Michael: Yeah, it’s a collective discussion for the whole industry these days.
Michael: So you said you brought on Michele as a wealth manager and that you’re hiring for another associate as well, so if anybody is listening and looking, we’ll have a link in the show notes to Kathy’s firm. So if you decide once you hear here, go ahead and reach out to her and give her a call. This is episode 75, so kitces.com/75, and we’ll have links to Kathy’s firm in the show notes.
Kathy: Okay, perfect. And post it quickly too.
Michael: Who knows, right? We’ll just turn “Financial Advisor Success” into a hiring podcast.
But I’m just wondering, so from the business end, that’s a lot of transition to go from what I guess was, you know, six or nine months ago it was Kathy and Jay and the client services manager and now suddenly there’s a wealth manager and an associate that’s coming on board. So I’m just curious, what’s driving all that hiring and shift? Is that just you’re finding you’re approaching your own capacity at 61 households and $130 million under management or do you come at it from a different perspective?
What Kathy says is one of the hardest parts of being a business owner [28:30]
Kathy: Yeah, more from a growth perspective. And then if I step back a little bit, and this has probably been one of the harder parts as a business owner is to get that hiring decision right. And so when I started Flourish, I worked with a TAMP. So I worked with BAM, which was part of BAM…
Michael: Yeah, BAM Alliance, Buckingham. Okay.
Kathy: Yeah. I know you had Adam on recently. So that’s where I started. And I was with them for about three years, and they were a great community and offered me so many resources so that I could launch Flourish and be Kathy and day one and yet have a huge team behind me. But then as I was building the firm, I was realizing that I was creating…using different offerings, whether it’s technology, or I had my vision on how financial planning worked with clients and how I wanted to build that. So I originally had one team member that joined me early on as an associate wealth manager. Well, she left in November and went to another position and also was at the point of starting her family. She just had a baby at the end of last month. But yeah, so she has moved on. So I lost her, which she was great and really grew with the firm.
And then I had another individual who was coming on in more of an investment role, taking on, like, that CFA role.
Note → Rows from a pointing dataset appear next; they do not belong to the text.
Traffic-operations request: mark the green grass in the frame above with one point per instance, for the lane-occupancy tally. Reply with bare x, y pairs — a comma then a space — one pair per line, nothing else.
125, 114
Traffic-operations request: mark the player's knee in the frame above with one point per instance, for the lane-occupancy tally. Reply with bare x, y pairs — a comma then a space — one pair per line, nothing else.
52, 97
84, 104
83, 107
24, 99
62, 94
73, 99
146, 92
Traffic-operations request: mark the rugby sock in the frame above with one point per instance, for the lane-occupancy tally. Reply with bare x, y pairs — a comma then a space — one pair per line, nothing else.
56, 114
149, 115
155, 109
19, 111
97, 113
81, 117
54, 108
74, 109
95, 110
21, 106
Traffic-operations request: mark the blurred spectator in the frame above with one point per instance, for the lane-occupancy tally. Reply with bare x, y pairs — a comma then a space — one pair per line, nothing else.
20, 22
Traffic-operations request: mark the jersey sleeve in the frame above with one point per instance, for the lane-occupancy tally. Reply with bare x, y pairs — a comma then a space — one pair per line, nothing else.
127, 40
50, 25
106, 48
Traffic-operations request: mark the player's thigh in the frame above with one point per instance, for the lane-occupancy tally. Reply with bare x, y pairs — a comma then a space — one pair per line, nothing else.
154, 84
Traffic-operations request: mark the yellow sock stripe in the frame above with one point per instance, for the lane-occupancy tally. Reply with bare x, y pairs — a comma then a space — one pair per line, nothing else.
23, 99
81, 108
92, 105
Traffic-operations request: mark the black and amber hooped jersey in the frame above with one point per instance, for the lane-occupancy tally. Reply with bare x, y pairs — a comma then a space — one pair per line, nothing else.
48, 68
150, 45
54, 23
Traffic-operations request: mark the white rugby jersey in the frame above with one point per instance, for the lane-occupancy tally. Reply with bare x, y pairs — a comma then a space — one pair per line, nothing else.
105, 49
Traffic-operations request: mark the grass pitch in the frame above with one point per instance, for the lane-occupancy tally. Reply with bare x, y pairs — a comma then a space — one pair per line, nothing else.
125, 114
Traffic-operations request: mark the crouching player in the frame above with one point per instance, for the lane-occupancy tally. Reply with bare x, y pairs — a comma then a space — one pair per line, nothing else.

And as we were transitioning from BAM, he was really helpful and, you know, maybe too handsome at that role. I don’t think that he was necessarily a fit for a smaller firm. This has been, like, my challenge in hiring. And so both of those two individuals gave me notice within two weeks of each other.
Michael: Right. So just to be clear. So, like, was Jay involved at the time as well or just, like, there were four of you, you, your client service manager, this CFA investment person and your associate wealth manager and half your staff gave you notice in two weeks?
Kathy: Oh, half the staff. So I didn’t have the client services manager at that point. So then it was down to Jay and me. No, that was some hard moments at the end of last year in terms of, “Oh my goodness.” Like, I think the piece that I realized is we didn’t have as much cross-training. How could you with, like, being small. And I think that is some of the challenges of being small is, you know, as you’re building having to wear multiple hats. And not everyone loves that idea. Like, I love being able to jump in and, you know, help when I can, and yet others, you know, they think like, “Please keep me in my defined role and, you know, if I see something that needs to be done. I just want to keep doing what my job is doing.”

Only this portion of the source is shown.